HOULTON, Maine – Christopher Roof, who was identified earlier this fall as the man whose body was found 10 years ago in the woods of Stacyville, spent part of his childhood in Maine as he lived with her mother Marcia Moore.

Maine State Police identified Roof, a teacher from Concord, Massachusetts, after a former student recognized the description of the body’s clothing when she overheard it on a podcast discussing the case . The way Roof died bears a strong resemblance to her mother’s, whose remains were found in the woods near her home in 1979 in Washington state after she was missing for two years.

New book reveals more about the family’s connection to Maine. “Dematerialized: The Disappearance of Marcia Moore” delves into the circumstances of Moore’s death, but also provides a glimpse into Roof’s childhood during his mother’s marriage to Simon Roof.

A photo of Christopher Roof, whose remains were found in Stacyville in 2010 and identified as him in 2021. Credit: courtesy of the Concord Public Library

The book describes Moore’s son as the “most sensitive and closest to his mother” of all his children, and he has been nicknamed “Chrishna”, a reference to the Hindu god Krishna. He seemed to have followed his mother in some of her alternative lifestyles, practicing vegetarianism and spending time living in an ashram, a type of monastery that originated in the Indian subcontinent.

“He was pretty deeply affected by the Vietnam War era and what was going on,” said Joseph DiSomma, who co-wrote the book with his wife, Marina. “He never really wanted to have a regular 9 to 5 job sort of thing.”

Roof went on to graduate with a summa cum laude English degree from Emerson College in Boston and wrote children’s books and poetry while working as a substitute teacher in his hometown of Concord, Massachusetts. It would ultimately be one of his former students who identified his remains, which ultimately enabled Maine State Police to resolve the case.

Some of the books Roof wrote were poetry for children and adults, with titles like “A Winter Night’s Revels”, “Halloween to Halloween”, “Idylls”, “The Mythical Magical Poetry Book”, “The Pink Sheep” and “The Spook House”. According to the Concord Public Library.

Moore, who married five times, was known as the author of esoteric books on astrology and yoga and had experimented with drugs such as LSD and ketamine, leading some to conclude that her death was a trip. drug gone wrong.

The book describes his attempts to get Roof to try ketamine as well, but he categorically opposes it and begs her to stop. Roof had explored all possibilities regarding his mother’s disappearance, including a possible kidnapping, but also appeared to have come to terms with her passing away by suicide, according to the book.

While Moore died in Washington, it was when she lived in Maine with her third husband, Mark Douglas, that she had her most creative production, DiSomma said.

“It was really a huge source of activity for her,” said DiSomma. “She wrote her magnum opus ‘Astrology: Divine Science’, which is probably her most successful book, which she wrote with Mark Douglas.”

Moore and Douglas lived with their children, including Roof, in Greystone Manor, a large house in the small coastal town of Cape Neddick, County York.
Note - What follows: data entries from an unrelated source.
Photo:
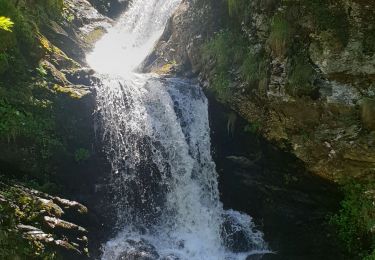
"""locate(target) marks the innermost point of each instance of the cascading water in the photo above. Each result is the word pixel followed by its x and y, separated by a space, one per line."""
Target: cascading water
pixel 158 141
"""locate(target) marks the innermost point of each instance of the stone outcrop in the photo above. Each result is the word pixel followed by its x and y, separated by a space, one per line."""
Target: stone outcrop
pixel 312 100
pixel 45 221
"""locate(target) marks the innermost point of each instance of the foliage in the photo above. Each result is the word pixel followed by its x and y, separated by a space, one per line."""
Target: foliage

Moore, who was the daughter of hotel mogul Robert Moore, financially supported the opening by Douglas of a publishing house focused on subjects such as astrology.
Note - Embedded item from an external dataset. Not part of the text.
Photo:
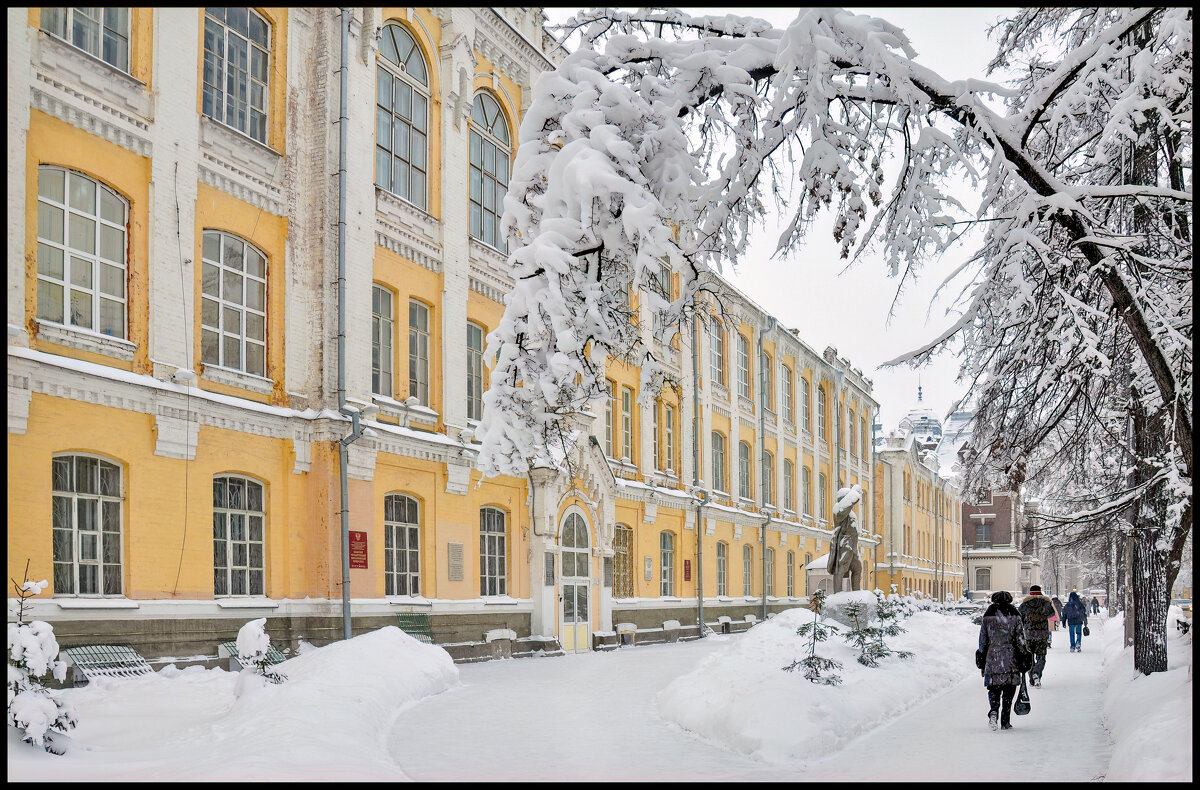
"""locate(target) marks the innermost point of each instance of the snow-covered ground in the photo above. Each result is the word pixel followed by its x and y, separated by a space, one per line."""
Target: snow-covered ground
pixel 384 707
“Marcia had affection for the coast of Maine, having spent pockets of her childhood with her grandmother Jane in Cape Elizabeth, where she was introduced to spiritualism and the psyche,” the book said. “For Marcia, it was another sign of fate; Mark finds this mansion she felt she really belonged to.

In addition to his grandmother, Moore had other relatives in the state, as his uncle was a Unitarian minister in Portland. The book also says that his children, including Roof, spent time at summer camp, although it does not specify where in Maine the children attended.
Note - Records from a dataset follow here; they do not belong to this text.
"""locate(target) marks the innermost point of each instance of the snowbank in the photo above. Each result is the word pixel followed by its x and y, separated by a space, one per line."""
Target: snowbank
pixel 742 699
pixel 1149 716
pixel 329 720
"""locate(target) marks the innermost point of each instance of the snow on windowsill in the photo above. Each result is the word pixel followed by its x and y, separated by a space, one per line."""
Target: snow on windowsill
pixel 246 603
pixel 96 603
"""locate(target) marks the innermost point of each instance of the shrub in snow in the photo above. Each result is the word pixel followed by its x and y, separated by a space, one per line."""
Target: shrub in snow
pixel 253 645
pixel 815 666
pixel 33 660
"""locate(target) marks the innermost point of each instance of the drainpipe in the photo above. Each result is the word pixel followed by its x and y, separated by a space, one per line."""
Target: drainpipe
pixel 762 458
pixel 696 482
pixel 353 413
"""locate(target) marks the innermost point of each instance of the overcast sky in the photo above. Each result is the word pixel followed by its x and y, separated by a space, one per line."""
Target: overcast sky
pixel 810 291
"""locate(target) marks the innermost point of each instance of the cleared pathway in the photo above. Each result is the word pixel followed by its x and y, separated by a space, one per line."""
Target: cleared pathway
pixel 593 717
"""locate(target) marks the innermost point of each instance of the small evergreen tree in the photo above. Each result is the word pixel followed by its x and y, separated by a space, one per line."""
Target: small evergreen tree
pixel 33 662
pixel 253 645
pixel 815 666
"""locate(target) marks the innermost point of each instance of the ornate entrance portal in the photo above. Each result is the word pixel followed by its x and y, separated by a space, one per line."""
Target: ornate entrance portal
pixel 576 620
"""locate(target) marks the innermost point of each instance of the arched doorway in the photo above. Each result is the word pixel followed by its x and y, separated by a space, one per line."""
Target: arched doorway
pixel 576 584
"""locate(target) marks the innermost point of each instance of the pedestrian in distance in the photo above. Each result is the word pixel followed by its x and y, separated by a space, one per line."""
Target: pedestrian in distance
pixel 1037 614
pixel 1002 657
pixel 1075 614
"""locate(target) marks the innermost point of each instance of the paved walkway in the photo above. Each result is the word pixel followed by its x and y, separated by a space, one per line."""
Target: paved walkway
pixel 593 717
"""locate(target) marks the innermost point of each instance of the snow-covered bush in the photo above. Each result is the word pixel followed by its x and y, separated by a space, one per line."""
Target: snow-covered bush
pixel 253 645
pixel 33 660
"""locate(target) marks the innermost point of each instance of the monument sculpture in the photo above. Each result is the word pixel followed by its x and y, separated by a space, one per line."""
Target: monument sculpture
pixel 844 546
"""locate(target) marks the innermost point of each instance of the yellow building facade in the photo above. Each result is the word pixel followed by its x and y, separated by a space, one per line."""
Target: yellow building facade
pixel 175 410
But despite the connections, the book doesn’t explain what Roof may have done in Stacyville, far off the South Coast, when he died.

Roof, an avid reader of Henry David Thoreau, has not been missing for the past decade as many, including his family, believed he was gone in search of a lifestyle to look out for. Walden in the woods.

“I think Christopher was really delighted with all the forest and woodlands in this part of Maine,” said DiSomma. “If there was a connection, I think it had more to do with that, or maybe it was people he had known up there, but as far as I know he had cut the bridges with most of his friends and family in 2010. “

The DiSommas book is due out on November 16.